Our feelings matter. Our perspective matters. Our needs matters. Acceptance is perhaps an even more radical act of Self-love than Self-love itself, and Venus in Leo, with her focus on dignity and respectability, can help us expressing the value and legitimacy of our experience – a solid foundation to our sense of self-worth.
But there’s more.
Another thing that falls under the domain of passionate, exuberant Leo is creativity; the kind that fills up our life and lights up our world. The sign of Leo retains the life-giving symbolism of the Sun its ruler; it symbolizes self-actualization through biological, sexual, artistic creativity, the act (and Art) of pouring personal energy into something that becomes an extension/projection of the Self – children, books, songs, any product of human self-expression. We don’t just create books, songs, paintings, lives, objects – we can also create platforms, human connections, safe spaces, life-enhancing activities of various kinds.. Wherever our bliss lies, whatever it is that makes us feel proud, alive, vibrant, whatever makes us fall in love with life all over again, can also make it easier for us to fall in love with ourselves, one step at a time.
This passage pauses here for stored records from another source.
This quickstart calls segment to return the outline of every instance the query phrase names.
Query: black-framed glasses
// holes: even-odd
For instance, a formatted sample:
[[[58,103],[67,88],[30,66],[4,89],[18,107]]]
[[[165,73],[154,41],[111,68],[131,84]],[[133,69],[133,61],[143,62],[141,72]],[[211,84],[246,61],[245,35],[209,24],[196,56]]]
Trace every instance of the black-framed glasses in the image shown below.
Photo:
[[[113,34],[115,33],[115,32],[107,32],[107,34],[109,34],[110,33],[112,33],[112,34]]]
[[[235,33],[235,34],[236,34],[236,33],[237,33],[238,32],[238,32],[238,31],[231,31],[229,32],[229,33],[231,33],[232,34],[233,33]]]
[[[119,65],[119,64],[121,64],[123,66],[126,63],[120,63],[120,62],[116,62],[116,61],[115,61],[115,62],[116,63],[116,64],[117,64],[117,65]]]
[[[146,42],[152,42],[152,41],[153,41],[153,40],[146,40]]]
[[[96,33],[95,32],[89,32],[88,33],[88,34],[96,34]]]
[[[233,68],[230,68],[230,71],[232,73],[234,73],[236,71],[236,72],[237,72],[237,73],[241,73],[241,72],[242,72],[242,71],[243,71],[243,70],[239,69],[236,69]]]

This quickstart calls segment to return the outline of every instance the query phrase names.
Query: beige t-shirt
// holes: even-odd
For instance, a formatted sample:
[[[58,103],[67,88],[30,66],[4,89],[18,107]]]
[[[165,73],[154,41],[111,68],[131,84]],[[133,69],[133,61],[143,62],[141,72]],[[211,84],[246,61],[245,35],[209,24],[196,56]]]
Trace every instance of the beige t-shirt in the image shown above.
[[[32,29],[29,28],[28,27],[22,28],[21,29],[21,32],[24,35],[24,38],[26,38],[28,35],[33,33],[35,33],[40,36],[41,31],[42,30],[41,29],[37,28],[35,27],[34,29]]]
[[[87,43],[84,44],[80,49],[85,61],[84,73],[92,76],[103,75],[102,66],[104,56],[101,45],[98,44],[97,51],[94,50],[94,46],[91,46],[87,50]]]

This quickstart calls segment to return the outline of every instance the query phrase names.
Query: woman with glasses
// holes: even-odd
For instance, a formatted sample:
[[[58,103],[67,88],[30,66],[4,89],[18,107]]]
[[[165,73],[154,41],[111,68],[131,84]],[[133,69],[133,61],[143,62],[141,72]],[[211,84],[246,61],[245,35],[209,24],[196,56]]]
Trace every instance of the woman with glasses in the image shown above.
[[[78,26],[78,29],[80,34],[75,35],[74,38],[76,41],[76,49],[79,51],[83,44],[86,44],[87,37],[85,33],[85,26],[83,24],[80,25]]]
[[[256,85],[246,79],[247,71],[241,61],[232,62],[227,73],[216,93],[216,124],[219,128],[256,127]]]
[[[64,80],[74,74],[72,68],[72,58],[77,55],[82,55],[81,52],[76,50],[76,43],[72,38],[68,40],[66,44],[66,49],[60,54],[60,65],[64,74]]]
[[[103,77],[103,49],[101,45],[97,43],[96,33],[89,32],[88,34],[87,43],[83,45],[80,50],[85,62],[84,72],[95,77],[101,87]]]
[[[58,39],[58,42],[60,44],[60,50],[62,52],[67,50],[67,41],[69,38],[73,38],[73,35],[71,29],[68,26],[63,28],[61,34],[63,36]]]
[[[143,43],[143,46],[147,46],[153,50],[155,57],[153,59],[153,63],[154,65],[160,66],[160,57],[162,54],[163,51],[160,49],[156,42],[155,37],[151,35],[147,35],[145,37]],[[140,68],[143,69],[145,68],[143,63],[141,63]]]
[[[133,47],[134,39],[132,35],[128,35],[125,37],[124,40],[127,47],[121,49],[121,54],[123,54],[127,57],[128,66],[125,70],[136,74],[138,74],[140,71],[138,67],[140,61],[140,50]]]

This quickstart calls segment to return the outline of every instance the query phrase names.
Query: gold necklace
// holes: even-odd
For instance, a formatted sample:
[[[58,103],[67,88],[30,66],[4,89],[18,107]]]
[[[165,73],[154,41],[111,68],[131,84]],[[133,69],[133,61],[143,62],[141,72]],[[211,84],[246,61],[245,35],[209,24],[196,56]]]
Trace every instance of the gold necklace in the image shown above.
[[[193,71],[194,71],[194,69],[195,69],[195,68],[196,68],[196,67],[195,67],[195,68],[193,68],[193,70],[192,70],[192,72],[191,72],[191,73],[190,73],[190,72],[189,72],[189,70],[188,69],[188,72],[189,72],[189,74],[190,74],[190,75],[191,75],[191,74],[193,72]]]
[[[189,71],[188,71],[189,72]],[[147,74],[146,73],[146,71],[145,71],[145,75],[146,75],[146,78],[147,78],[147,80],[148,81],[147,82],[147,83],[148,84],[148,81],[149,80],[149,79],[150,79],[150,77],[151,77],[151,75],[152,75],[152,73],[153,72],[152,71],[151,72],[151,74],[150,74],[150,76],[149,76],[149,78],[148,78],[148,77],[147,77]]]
Venus in Leo encourages us to enhance what makes us special, and to develop our unique strengths and talents in a way that reminds us that we, too, bear the divine nature of Gods and Goddesses within us. And since Venus is also the principle of attraction, the more we shine as beacons of Light, doing what we love, and loving what we do, the higher the chances the Love we need and deserve will gravitate towards our glare.